O
Rei Está Vivo (Dogma 4),
de Kristian Levring
The King Is Alive (Dogme
4), Dinamarca, 2000
Será mesmo
O Rei Está Vivo um filme Dogma? Vejamos: filmado em câmera
digital, só locações "naturais", som direto
e nada de trilha sonora, câmera na mão... Ao que parece,
está tudo em ordem, inclusive o selo garantindo a "autenticidade"
da obra. Ao que parece, todos os signos exteriores da suposta inovação
e de um cinema de essência (contra um cinema dominante da superfície
e da maquiagem) estão na tela para quem quiser ver. E ao que parece,
está tudo muito em ordem, até mais do que se desejaria:
o Dogma, que veio bagunçar o coreto do cinema de uma nota só,
com O Rei Está Vivo dá todos os sinais que fechou
seu ciclo de relevância e virou academia. Pois no terreno da magia
e da liberdade de filmar, a fita de Kristian Levring beira a mais completa
indigência – está ali na tela, para quem quiser ver, tanto
quanto a câmera tremida. E em primeiro lugar porque o diretor cai
na própria armadilha que criou: neste Rei sem muita graça,
toda a "profundidade" desejada é forjada por uma textura
que não encontra em momento algum o correspondente necessário
no nível das idéias.
Ou não? O que
nos diz o Rei Lear, mas que o filme é de uma incompetência
flagrante (em todos os aspectos) em revelar, apesar de todo o verniz intelectualóide?

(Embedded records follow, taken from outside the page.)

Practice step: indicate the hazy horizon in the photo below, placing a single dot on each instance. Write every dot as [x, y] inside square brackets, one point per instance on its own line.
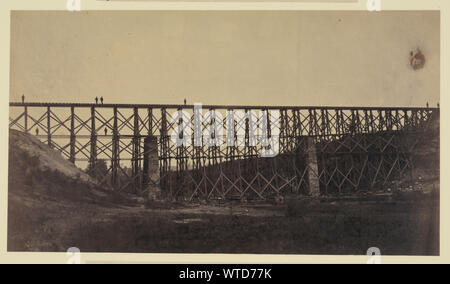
[350, 58]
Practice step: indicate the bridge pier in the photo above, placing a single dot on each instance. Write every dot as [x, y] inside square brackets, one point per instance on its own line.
[151, 178]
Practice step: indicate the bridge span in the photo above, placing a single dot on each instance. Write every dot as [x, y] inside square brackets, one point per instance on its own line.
[320, 150]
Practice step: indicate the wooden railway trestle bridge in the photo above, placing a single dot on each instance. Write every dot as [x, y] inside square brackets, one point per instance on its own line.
[322, 150]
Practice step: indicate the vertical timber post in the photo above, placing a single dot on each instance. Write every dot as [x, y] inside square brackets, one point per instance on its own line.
[72, 134]
[136, 150]
[151, 168]
[49, 129]
[115, 150]
[26, 119]
[313, 168]
[93, 156]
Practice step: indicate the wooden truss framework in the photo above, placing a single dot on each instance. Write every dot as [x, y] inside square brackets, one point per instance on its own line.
[357, 148]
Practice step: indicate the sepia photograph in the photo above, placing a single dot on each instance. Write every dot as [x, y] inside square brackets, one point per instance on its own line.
[225, 132]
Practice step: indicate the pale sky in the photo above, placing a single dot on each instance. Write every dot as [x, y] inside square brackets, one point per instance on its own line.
[238, 58]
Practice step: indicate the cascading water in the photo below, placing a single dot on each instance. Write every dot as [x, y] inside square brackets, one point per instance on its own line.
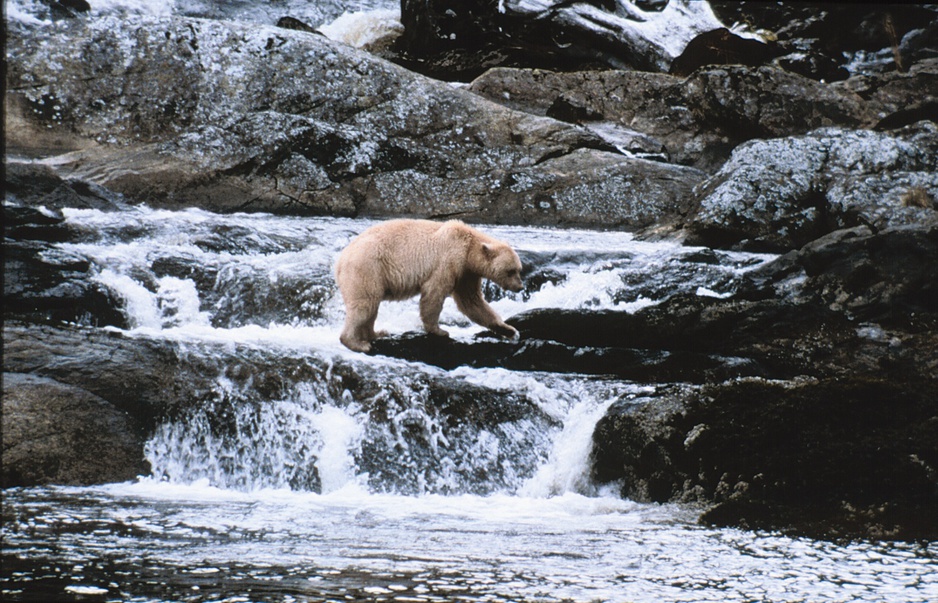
[300, 471]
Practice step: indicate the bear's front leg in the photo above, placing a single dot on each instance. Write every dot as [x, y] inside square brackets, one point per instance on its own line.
[469, 300]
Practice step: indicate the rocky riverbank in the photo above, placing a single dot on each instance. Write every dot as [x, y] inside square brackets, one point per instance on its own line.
[804, 400]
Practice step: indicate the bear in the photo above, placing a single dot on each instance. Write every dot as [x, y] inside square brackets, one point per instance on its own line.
[398, 259]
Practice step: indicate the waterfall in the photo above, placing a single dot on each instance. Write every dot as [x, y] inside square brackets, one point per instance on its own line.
[252, 298]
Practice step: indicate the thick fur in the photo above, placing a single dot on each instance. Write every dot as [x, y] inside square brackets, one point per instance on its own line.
[399, 259]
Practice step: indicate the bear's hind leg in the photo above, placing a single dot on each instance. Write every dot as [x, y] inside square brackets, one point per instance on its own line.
[431, 304]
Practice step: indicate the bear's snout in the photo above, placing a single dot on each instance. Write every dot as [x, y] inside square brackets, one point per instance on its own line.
[514, 284]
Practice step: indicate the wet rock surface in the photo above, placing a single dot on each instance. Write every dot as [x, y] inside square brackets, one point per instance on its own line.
[61, 434]
[802, 399]
[146, 384]
[292, 122]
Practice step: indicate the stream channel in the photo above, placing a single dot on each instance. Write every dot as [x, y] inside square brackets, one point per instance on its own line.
[369, 478]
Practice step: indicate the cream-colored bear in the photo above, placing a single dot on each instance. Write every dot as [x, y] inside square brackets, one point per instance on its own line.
[398, 259]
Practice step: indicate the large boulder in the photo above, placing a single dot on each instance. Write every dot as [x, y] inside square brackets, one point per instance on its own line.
[54, 433]
[696, 120]
[843, 458]
[832, 41]
[779, 194]
[835, 437]
[176, 112]
[459, 42]
[196, 405]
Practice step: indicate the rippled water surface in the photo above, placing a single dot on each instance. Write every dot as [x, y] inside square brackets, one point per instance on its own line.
[159, 542]
[290, 503]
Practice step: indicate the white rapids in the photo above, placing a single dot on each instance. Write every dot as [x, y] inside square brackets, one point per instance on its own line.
[235, 518]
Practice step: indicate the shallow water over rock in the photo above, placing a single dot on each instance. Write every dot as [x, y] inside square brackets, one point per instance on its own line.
[286, 468]
[160, 542]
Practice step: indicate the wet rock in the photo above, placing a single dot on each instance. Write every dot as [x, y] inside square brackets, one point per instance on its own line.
[413, 422]
[698, 120]
[615, 360]
[832, 458]
[780, 194]
[830, 42]
[459, 43]
[369, 138]
[722, 47]
[41, 284]
[55, 433]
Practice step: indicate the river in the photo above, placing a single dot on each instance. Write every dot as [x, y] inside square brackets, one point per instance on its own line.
[314, 491]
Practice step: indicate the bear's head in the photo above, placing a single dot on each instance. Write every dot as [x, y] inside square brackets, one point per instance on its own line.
[503, 266]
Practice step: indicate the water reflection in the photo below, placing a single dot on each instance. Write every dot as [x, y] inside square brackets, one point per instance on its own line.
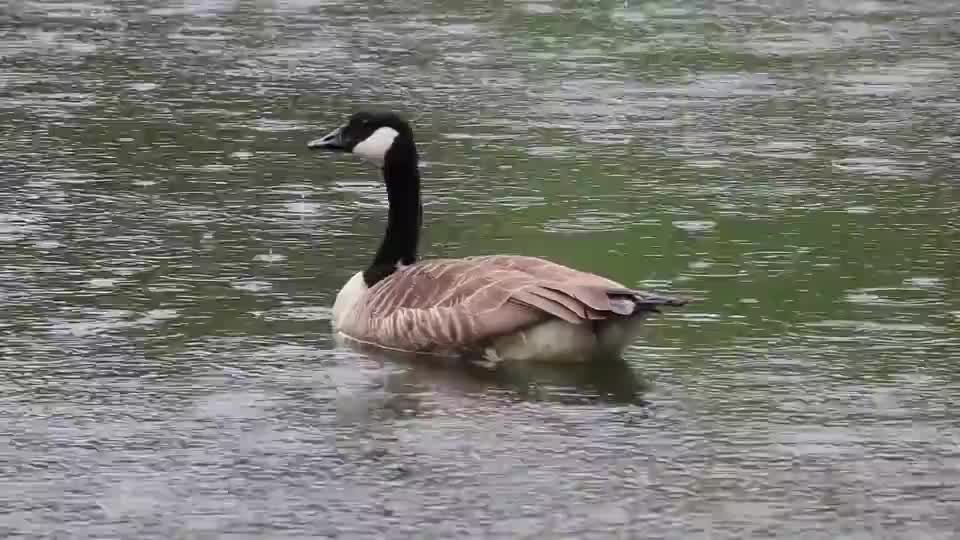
[170, 252]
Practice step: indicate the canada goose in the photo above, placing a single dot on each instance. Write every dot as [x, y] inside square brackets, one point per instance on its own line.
[490, 308]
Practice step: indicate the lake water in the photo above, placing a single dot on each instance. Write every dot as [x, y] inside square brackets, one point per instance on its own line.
[169, 252]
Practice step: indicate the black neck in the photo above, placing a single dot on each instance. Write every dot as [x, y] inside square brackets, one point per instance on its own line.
[402, 177]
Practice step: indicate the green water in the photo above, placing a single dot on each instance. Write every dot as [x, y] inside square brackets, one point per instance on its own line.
[169, 251]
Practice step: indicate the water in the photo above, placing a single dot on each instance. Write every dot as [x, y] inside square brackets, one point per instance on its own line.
[170, 251]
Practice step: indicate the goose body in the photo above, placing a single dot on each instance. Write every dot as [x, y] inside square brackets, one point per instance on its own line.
[489, 308]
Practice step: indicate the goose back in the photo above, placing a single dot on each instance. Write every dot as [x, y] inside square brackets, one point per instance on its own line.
[449, 305]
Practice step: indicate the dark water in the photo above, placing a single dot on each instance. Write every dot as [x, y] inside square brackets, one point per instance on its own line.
[169, 251]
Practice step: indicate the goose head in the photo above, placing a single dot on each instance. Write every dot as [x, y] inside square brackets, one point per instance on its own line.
[370, 136]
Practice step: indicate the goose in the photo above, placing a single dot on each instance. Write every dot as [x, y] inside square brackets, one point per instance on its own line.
[488, 308]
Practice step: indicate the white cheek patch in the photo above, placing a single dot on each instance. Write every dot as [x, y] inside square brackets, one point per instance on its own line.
[375, 147]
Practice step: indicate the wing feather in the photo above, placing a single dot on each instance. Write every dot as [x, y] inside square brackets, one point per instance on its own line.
[460, 303]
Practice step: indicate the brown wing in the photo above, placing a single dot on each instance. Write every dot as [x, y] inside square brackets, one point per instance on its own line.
[457, 303]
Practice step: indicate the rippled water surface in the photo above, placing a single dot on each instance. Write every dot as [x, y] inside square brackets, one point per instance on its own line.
[169, 251]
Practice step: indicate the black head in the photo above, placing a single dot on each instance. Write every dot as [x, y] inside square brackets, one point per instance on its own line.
[369, 135]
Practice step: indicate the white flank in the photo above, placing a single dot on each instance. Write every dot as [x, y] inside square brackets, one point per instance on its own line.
[375, 147]
[347, 298]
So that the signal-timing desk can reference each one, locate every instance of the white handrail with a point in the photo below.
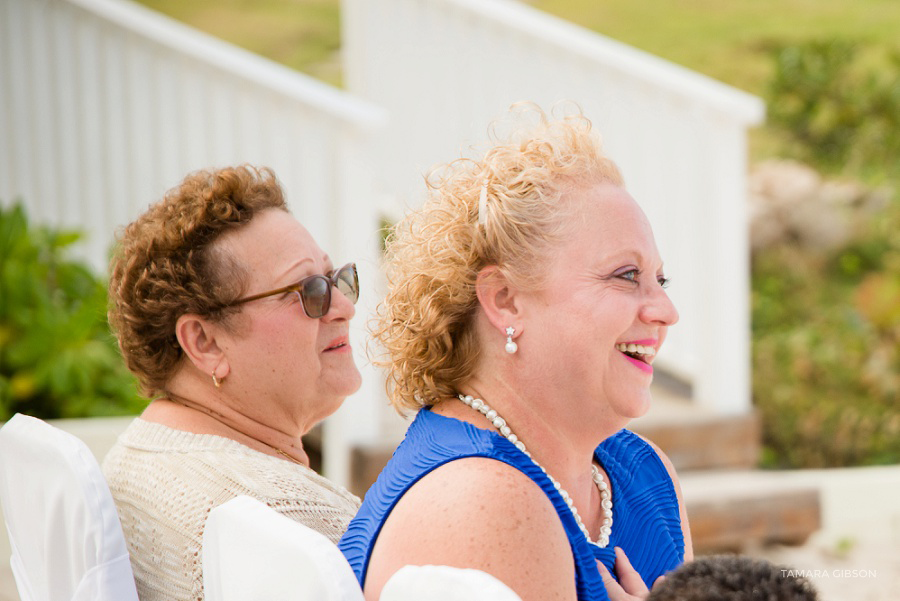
(236, 61)
(629, 60)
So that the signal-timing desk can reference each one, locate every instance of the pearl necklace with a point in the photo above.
(605, 499)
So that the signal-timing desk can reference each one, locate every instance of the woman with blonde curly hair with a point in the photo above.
(235, 323)
(525, 308)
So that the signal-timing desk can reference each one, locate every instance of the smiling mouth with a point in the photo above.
(638, 352)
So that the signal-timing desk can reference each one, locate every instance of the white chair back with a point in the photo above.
(253, 553)
(445, 583)
(67, 542)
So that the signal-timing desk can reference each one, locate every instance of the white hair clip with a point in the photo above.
(482, 204)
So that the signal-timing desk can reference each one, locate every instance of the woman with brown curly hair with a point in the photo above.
(236, 324)
(525, 308)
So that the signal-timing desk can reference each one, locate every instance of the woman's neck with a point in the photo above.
(191, 410)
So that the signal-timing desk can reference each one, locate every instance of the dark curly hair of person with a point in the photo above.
(166, 264)
(733, 578)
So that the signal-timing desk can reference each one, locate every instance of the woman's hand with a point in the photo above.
(630, 585)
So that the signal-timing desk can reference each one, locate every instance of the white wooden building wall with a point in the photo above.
(105, 105)
(444, 69)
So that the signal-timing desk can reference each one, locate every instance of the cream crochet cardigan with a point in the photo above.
(165, 482)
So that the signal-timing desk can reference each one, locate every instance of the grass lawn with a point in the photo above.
(812, 339)
(730, 41)
(726, 40)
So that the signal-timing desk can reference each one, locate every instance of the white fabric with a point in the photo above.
(166, 481)
(64, 531)
(253, 553)
(444, 583)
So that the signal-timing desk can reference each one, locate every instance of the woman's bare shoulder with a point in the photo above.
(478, 513)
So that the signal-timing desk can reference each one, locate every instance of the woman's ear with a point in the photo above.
(197, 337)
(499, 299)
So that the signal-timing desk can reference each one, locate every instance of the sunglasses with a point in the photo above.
(315, 291)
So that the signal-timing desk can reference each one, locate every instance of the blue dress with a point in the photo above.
(646, 521)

A majestade, se é que ela existe, não está na coroa:
traído, o rei é expulso da corte e, perdido numa noite de
chuva, sozinho, precisa provar a si mesmo que é de fato aquilo
que acreditava (mas na verdade só aparentava) ser. Tudo muito funcional,
é verdade: não é mais ou menos a mesma coisa que
acontece com os personagens do filme, que se vêem de repente perdidos
no meio de um deserto, sem todos os símbolos que a sociedade constrói
em torno de si e que, mal ou bem, "formam" aquelas pessoas?
No mais, não é este o voto de castidade do Dogma?, um cinema
livre de todo aparato industrial, de tudo aquilo que lhe é supérfluo
e que tinha contribuído pra desvirtuar a verdadeira essência
dos filmes? Então, por que O Rei Está Vivo, que deveria
ser uma bela alegoria do próprio Dogma, acaba por se mostrar de
um conservantismo assustador para quem até bem pouco se pretendia
revolucionário?
Porque, como o diretor
tenta nos dizer sem muito sucesso nem tesão, as coisas não
têm um valor em si, a validade está sim é no uso que
se faz e se confere a elas. Porque fazer cinema não é seguir
receita de bolo: o importante é o como, não o quê;
é a poesia e a invenção, não a temática.
Porque, se a princípio o filme seria um manifesto pragmático,
não há nada disso na tela, muito pelo contrário:
Levring apela para recursos dramáticos surradíssimos, inscreve
seus personagens em clichês psicologizantes de quinta categoria
(a boazuda-vagaba, o casal-em-crise, o machão-violento e por aí
vai) e clímax narrativos os mais bobocas possíveis, de tão
sem imaginação. Nada mais conservador (e estupidamente empolado)
do que esse desejo de alta cultura e de "profundidade" (sempre
frustrada) que precisa declamar Shakespeare a torto e a direito. Os
Idiotas, filme muito mais "simples" e pé no chão,
sem pretensões estúpidas tipo vejam-só-como-sou-espirituoso,
tem muito mais a dizer, gostando ele ou não. E nada mais burocrático
do que essa visão "alternativa", supostamente inteligente,
e que precisa se encher de truques de roteiro "bem bolados"
– como o velhinho que mora no vilarejo onde os turistas se alojam.
Por tudo isto, se
em tese O Rei Está Vivo é um filme Dogma, na prática
– e apesar do que tudo indica – ele é tão convencional,
chato e empolado quanto qualquer adaptação literária
careta ou um filme de época inglês cheio de salamaleques
supérfluos e irritantes. Só faltou os sorrisinhos canastrões
por cima das xícaras de chá para fechar a conta.